Years later, in 2008, I wrote about the incident with Kat as a way to illustrate early signs of my being autistic and my lack of social skills. My brother read it, and said something to the effect of, "I don't understand what you are trying to convey. Kat sounds like a psycho, and it sounds like you had mean friends-- mean, flaky 'friends.'" Additionally, when I workshopped the piece at a writers' group, others likewise expressed their confusion. One woman said, "I knew when I was reading this it had to have happened in seventh or eighth grade."
Looking back, I cannot believe it never crossed my mind that, well, my boundaries were constantly being violated, and egregiously so. But I realize now that I was held to a double standard. While I constantly got in trouble for violating others' boundaries, I also got a very clear message that mine did not matter.

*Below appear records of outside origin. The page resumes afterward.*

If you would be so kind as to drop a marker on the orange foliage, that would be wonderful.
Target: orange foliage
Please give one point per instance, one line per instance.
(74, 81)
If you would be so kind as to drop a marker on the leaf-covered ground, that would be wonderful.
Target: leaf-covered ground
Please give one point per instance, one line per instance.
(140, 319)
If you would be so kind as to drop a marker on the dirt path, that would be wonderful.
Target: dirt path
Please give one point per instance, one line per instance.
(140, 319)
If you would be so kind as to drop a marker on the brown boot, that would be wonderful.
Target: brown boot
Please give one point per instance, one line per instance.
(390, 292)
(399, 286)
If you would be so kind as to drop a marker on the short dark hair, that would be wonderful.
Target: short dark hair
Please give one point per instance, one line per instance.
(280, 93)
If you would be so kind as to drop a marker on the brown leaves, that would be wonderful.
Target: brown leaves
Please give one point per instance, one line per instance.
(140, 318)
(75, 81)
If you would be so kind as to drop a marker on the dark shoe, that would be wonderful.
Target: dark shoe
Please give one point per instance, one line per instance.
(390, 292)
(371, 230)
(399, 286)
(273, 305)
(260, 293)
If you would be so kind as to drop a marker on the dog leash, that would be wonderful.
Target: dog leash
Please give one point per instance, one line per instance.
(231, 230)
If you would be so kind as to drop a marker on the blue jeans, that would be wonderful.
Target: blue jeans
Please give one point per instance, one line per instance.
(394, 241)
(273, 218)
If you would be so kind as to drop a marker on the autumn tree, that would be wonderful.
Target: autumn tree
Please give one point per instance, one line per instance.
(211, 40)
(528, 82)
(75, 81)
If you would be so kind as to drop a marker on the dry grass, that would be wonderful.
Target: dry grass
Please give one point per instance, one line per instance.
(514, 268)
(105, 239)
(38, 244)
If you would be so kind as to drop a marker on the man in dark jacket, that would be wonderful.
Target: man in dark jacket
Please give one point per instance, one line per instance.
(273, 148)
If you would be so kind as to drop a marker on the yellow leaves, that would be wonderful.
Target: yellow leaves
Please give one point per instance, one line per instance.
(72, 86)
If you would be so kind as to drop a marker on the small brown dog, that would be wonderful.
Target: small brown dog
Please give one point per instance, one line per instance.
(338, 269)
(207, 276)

They also didn't matter when I was at a Bar Mitzvah as a teenager and didn't want to dance with a random boy who asked me to dance. At a Bat Mitzvah that same year, I said "hello" to the Bat Mitzvah girl's brother, a friend from early childhood whom I hadn't seen in years. The photographer, who just happened to be right there, asked us to pose for a picture, and insisted that the boy put his hand on my hip. I was extremely uncomfortable with this, and the boy didn't seem to want to do it either. In both instances, my parents admonished me, telling me to grow up. What can I say? It was the '90s and the concept of consent wasn't talked about with the broad awareness that it is today.
The message I got over the years was clear: others' boundaries were sacrosanct, and mine didn't matter. If I didn't make an effort to understand others' points of view, I was rigid and immature. If others didn't make an attempt to understand mine, well, I shouldn't expect them to, because it's a huge burden for that person. If I had a crying fit at home because some kids humiliated me, I needed to learn to be stoic and let bitingly painful comments roll off my back. But in terms of me making stupid throwaway jokes not intended to hurt anybody? I needed to accept that other people were fragile as fuck and that I should expect such slips to end friendships. If I didn't want to hug my grandmother or uncle or dance with a boy or let an old friend put his hand on my hip, that was me being inappropriate and immature instead of understanding what I was comfortable with.
My story is far from unique. Here we are in 2025, and we are seeing similar double standards play out in real time. People who are viewed as the "default"-- white, heterosexual, cisgender, male, and non-autistic-- are allowed more leeway, are allowed to set boundaries while getting away with blatantly violating others'. Look at our current president-- an obscenely rich white man-- and how in his almost 79 years he hasn't been once held accountable. Could Barack Obama, a Black man, have gotten away with the things Trump is doing? Could he have gotten elected had he been caught on video bragging about grabbing women "by the pussy?" And as for women, especially women of color, trying to get elected? They have to be perfect. And if any of these people were autistic and couldn't mask well? Forget it.
If you want to teach your child to respect boundaries, you need to be consistent. Because I am living proof as to how they end up internalizing the double standards they're held to.
Honest, painful, succinct. I like the way you relate not just to yourself but to wider, currect realities. You have acquired a lot of wisdom--and it has been a tough road. You handle it with dignity and integrity. You are always thinking and always learning.